From MTV to the Post, the things we are losing to time in 2025

A look at the science behind nostalgia and why the end of things like old tech and postal services feels like a personal loss, even as other retro trends make a comeback

mtv-nostalgia

Why does one feel bad about the shutting down of a TV channel you haven’t seen in years? Yet, that is exactly the sentiment many people, especially those of a certain vintage, felt, when it was announced that Music Television, better known for its acronym MTV, would be shutting down its music channels at the stroke of the midnight hour on New Year’s Eve 2026.

It’s another matter altogether that MTV made the pivot to reality shows a long time ago, faced with the relentless onslaught of internet entertainment in general, and music videos switching to YouTube, in particular. But, for many, especially those who grew up in the 1980s, 90s and even the 2000s, MTV was so much more than a go-to to catch the latest videos. It was a cultural lodestar to the scintillating pop culture glory days of the period, right from the eighties down to the new millennium. As a wry social media reel put it, MTV veejays were the original influencers, holding forth on anything from music to clothes to trends to even ‘cool mannerisms’. And the channel itself was an intrinsic part of growing up for any of those Gen X to Millennials.

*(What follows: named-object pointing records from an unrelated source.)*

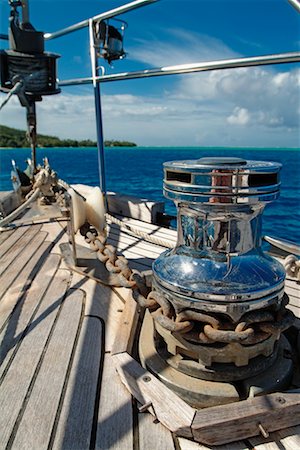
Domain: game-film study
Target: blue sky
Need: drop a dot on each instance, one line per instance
(246, 107)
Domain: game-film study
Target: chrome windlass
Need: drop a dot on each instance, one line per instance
(218, 307)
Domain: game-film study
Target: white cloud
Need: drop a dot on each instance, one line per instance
(240, 116)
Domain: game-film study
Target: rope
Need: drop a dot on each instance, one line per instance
(138, 233)
(19, 210)
(292, 266)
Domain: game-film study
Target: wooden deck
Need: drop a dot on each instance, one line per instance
(59, 387)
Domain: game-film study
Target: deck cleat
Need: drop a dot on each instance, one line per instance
(217, 328)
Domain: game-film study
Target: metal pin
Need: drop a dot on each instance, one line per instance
(264, 433)
(145, 407)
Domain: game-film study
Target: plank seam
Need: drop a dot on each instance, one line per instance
(68, 373)
(17, 346)
(37, 370)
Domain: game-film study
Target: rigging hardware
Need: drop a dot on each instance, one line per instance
(26, 69)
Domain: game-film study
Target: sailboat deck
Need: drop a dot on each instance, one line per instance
(59, 387)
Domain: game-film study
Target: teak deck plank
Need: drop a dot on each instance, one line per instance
(185, 444)
(76, 428)
(59, 387)
(287, 439)
(27, 310)
(153, 435)
(171, 411)
(22, 282)
(17, 382)
(20, 262)
(218, 425)
(5, 235)
(35, 429)
(103, 303)
(17, 247)
(13, 238)
(126, 326)
(115, 417)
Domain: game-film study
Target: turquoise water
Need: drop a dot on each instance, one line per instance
(138, 171)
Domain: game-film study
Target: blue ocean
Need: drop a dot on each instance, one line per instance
(138, 171)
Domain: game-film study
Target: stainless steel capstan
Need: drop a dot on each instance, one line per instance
(219, 302)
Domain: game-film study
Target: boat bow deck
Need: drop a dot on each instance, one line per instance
(59, 386)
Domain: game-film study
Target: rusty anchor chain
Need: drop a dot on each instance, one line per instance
(254, 327)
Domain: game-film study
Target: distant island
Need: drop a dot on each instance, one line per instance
(14, 138)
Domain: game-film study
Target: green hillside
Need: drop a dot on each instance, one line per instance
(12, 137)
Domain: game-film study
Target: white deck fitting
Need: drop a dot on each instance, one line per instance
(58, 385)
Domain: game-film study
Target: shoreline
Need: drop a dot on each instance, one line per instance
(157, 147)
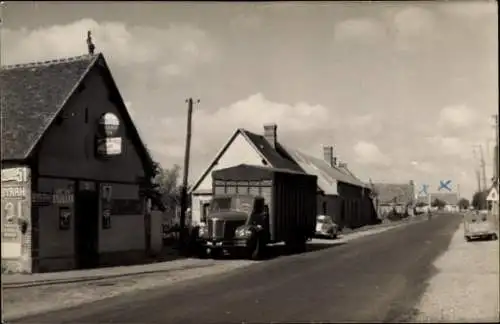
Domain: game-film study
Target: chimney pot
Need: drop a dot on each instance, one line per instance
(328, 155)
(270, 134)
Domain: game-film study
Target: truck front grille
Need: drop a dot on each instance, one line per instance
(216, 229)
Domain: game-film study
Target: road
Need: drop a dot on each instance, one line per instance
(377, 278)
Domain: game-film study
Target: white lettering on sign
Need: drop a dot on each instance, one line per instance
(14, 192)
(59, 197)
(15, 175)
(493, 195)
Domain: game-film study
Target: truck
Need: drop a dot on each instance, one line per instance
(254, 206)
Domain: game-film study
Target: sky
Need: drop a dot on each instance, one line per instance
(402, 90)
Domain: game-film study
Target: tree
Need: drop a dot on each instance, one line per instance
(463, 203)
(438, 203)
(479, 200)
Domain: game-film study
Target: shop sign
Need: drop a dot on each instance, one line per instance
(14, 192)
(19, 175)
(58, 197)
(109, 124)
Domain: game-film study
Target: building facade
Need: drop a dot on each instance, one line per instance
(340, 194)
(73, 167)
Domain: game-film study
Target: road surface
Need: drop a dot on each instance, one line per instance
(371, 279)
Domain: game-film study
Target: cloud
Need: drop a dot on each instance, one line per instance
(179, 48)
(369, 153)
(454, 146)
(211, 128)
(413, 27)
(471, 9)
(246, 21)
(423, 167)
(359, 29)
(459, 116)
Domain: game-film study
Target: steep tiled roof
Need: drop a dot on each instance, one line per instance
(451, 198)
(388, 193)
(31, 96)
(284, 157)
(288, 158)
(277, 157)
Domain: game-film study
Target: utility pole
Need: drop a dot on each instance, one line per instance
(184, 197)
(483, 167)
(2, 3)
(476, 170)
(496, 165)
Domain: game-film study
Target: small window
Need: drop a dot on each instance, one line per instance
(258, 207)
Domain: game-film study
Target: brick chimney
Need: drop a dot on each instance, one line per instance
(328, 155)
(270, 134)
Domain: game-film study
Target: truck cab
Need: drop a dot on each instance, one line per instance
(235, 223)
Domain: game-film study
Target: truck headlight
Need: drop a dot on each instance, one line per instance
(202, 230)
(243, 232)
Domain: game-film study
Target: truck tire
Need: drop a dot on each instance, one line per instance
(256, 249)
(216, 253)
(297, 244)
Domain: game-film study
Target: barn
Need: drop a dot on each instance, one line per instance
(340, 194)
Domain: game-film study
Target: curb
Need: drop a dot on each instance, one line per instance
(95, 278)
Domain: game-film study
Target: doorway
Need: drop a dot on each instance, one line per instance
(87, 229)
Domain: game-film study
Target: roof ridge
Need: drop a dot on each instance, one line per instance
(48, 62)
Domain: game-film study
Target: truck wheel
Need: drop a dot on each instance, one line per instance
(256, 250)
(301, 245)
(201, 252)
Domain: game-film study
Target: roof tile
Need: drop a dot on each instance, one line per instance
(31, 96)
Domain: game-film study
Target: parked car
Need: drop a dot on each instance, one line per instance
(326, 227)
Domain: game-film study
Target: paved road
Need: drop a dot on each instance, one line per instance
(375, 278)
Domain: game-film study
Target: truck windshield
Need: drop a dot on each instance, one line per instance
(223, 204)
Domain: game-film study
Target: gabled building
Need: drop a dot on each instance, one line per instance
(450, 199)
(340, 194)
(73, 168)
(398, 197)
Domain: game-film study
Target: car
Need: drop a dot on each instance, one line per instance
(326, 227)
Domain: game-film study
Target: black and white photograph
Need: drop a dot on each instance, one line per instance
(250, 162)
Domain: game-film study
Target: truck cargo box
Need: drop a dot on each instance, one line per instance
(290, 195)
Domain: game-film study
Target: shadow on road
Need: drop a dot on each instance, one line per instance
(280, 250)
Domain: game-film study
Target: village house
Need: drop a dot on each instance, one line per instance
(394, 197)
(74, 169)
(340, 194)
(450, 200)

Science tells us that nostalgia hits hard because they appeal to the two feel-good hormones in our body — dopamine as well as oxytocin. If that is the case, growing up is also a steady stream of ‘nostu’ kicks, as many of the fond recollections from a younger age get consumed by the onslaught of time.

The eve of 2026, as we know it, is already consuming quite a few of the steady presence of our younger days. For example, Denmark has announced that it will put to pasture its postal service on New Year’s eve, and retune the government postal department into a parcel and courier service. In India, it may still take time since inland letters and post cards still survive as a vestige of the welfare state, though their usage has come down dramatically in the age of cheap data and video calls. Of course, registered post was discontinued three months ago, while telegram itself went extinct way back in 2013.

Often, the sense of loss is very much the perception of our lives the way they were, or as they often say about nostalgia, the way we look at our past self and past days with rose-tinted lenses. There is a certain sense of comfort and reassurance in harking back to the glory days, even if the reality may just have been a wee bit more hard-hitting.

Science today has an explanation for this: nostalgia triggers good feelings, activating the hippocampus and amygdala part of the brain. More importantly, in an era of constant stress, uncertainty and anxiety, it can be the right form of escape to a time, or at least a feeling of, ‘when life was so much better!’

If you, like most of us, are given to bouts of nostalgia, then there is a lot to induce that bittersweet ache for: MTV is gone, at least in the form you remember it (MTV India, which pivoted to reality shows several years ago, has been at pains to declare that it is not shutting down and it is only its music channels in the west that are facing the axe), and the post is surely winding down, even if the bells are tolling in faraway Denmark. Then there is Windows 10 operating system, whoever’s used it, which Microsoft has said it will stop software updates for it), as well as 3G networks (UK is shutting down the last of it).

Tech, by virtue of its very nature, has a whole lot of things which is going out, or on the way out: LCD TVs, for example, except as hand-me-downs, while some say it is a matter of time before physical credit cards and even passwords will be obsolete.

But hey, not all that is bygone remain bygone forever — vinyl records, the way music was enjoyed for much of the 20th century, and even cassettes, have made a comeback recent years, while hit shows like ‘Stranger Things’ have brought back to vogue, and to the top of the charts, half-forgotten pop hits from four decades ago. Dhurandhar has turned into an internet dance challenge, a Pakistani hit song from the mid-eighties, Hawa Hawa, thanks to the vagaries of online virality. So, who knows, your favourite piece of memory might still have another moment in the sun!